――柴さんは『御前会議』の演出も手掛けていますが、オリザさんの作品を演出する時に、“青年団イズム”的なものを感じることはありますか?
柴:ありますよ。『御前会議』の時に思ったんですけど、オリザさん作品を素直に演出するのはちょっと自信があります(笑)なんだかやりやすいです、僕は。一読しただけではどこがおかしいか分からないけど、いろいろギャグが多いと思うんですよ、オリザさんの本て。その笑いの部分を面白く見せるのは『御前会議』の時にうまくいったと思ってて、そこが演出してて面白いし、相性がいいんだと思います。あとワークショップでよく『隣にいても一人』を使うんですけど、あれも面白いと思いますね。俳優が生きるっていうか、あんまり狙ってやるとダメで、むしろさらっと演じられる人がきちんと演じると面白くなる感じで。ある意味、前田(司郎)さんの本と似ているなと思っていて、だから僕は、前田さんの本とオリザさんの本は、同じ感覚で捉えてたりします。
――また、この作品はベルリンの壁崩壊が重要なテーマとして出てきます。柴さんは当時6、7歳ですよね。ベルリンの壁崩壊について、リアルな記憶がありますか?
柴:いやいや、なんとなくニュースの映像とかのイメージはありますけど、全然実感を伴った記憶はないですね。意味も分かってなかったです。
――ベルリンの壁について、土井さん、龍さんと何かお話はしましたか?
柴:ちょっとしました。実際に土井さんは、壁を見に行ったって言ってました。それも崩壊する前じゃないかな。銃を持ってる人がいたって話を聞いて、へえーって。
――今回の演出では、ベルリンの壁をどのくらい意識させるのでしょうか。
柴:割と打ち出したいと思っていて。ちょうど今、世界情勢や政治に興味があるんです。これまでは特に興味もなかったし、明るくもなかったんですけど、だからこそどうなんだろう? 自分がやるとしたらどういう戯曲になるんだろう?ってことを考えてて。政治的な芝居っていうのも大分なくなったし、やりづらくもなっているんだろうけど、ちょうど前回星の話もやったし、そうしたら国とか世界とかってどうなんだろうと思い始めて。世界といっても、「私の世界」っていう、私の目から認識した世界ってことじゃなくて、本当に国の集合体としての世界。今回、そこは無視せずに取り組みたいなと思ってます。
――何かに置き換えたりせず、ベルリンの壁ということを分からせるようにするんですか?
柴:そうですね。戯曲があまり史実的なことや事件背景を情報として出さず、ほのめかす部分が多いので、むしろベルリンの壁が崩壊してから20年後だということを、観る人にはちゃんと伝えたいっていうのはありますね。その辺りを、僕が冒頭部分に加えるようになると思うんですけど。

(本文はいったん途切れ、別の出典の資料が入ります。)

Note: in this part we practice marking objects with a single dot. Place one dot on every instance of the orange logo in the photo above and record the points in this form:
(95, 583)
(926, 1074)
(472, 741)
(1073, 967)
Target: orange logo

――世界に対する関心、というのはいつごろからあったんですか?
柴:ずっと興味はあったんですけど、題材としてやるには難しいなと思ってて。というのは、今、誰でも当たり前に、歴史を一方向的に表現しても仕方ないと認識してますよね。ある事件や問題について何か強く考えを打ち出すには、いろんな立場に立って、ちゃんと資料を調べなくちゃ迂闊な発言ができないし、責任を持って書けない。それが大変そうでちょっと尻込みしてたんですけど……でも例えば、パラドックス定数の『東京裁判』は、史実をもとにしているけれどエンターテインメントになっていて面白かったし、そういう作品を自分もやりたいと思って。史実をもとにするかは分からないですけど、風俗的な社会性というよりは事件性とか、政治的な社会性を帯びた作品をやりたいな、と。あと「キレなかった14才♥りたーんず」(今年4月に行なわれた、柴と同年代の演出家6人による6作品連続上演企画)をやった時に、篠田(千明)さんが「社会のことがよく分からない、だからこそ社会に関係するようなものがつくりたい」って話をしていて。その時に社会と一緒に政治って言葉を使ってたと思うんだよなあ。もしかしたら僕が勝手に頭の中で使ってただけかもしれないけど。でもあの時、「確かに政治ってよく分からないよな、だから扱ってみたい題材ではあるな」と思って。だから、1、2年前からですかね、世界とか政治に興味を持ち始めたのは。世界情勢がそのまま出てくるとか、歴史的事件をもとにして書くっていうのとは違うアプローチがあるんじゃないかと思っていて、それが見つかったら僕なりの、今の時代だからこその政治劇ができるんじゃないかと思ってるんですけど……。
――そういう意味でも、『チャイニーズスープ』の演出は刺激になりそうですね。
柴:そうですね。オリザさんの作品をまた演出できるのは、次に書く時に糧にもなりますし、いろいろと考えるきっかけになったと思います。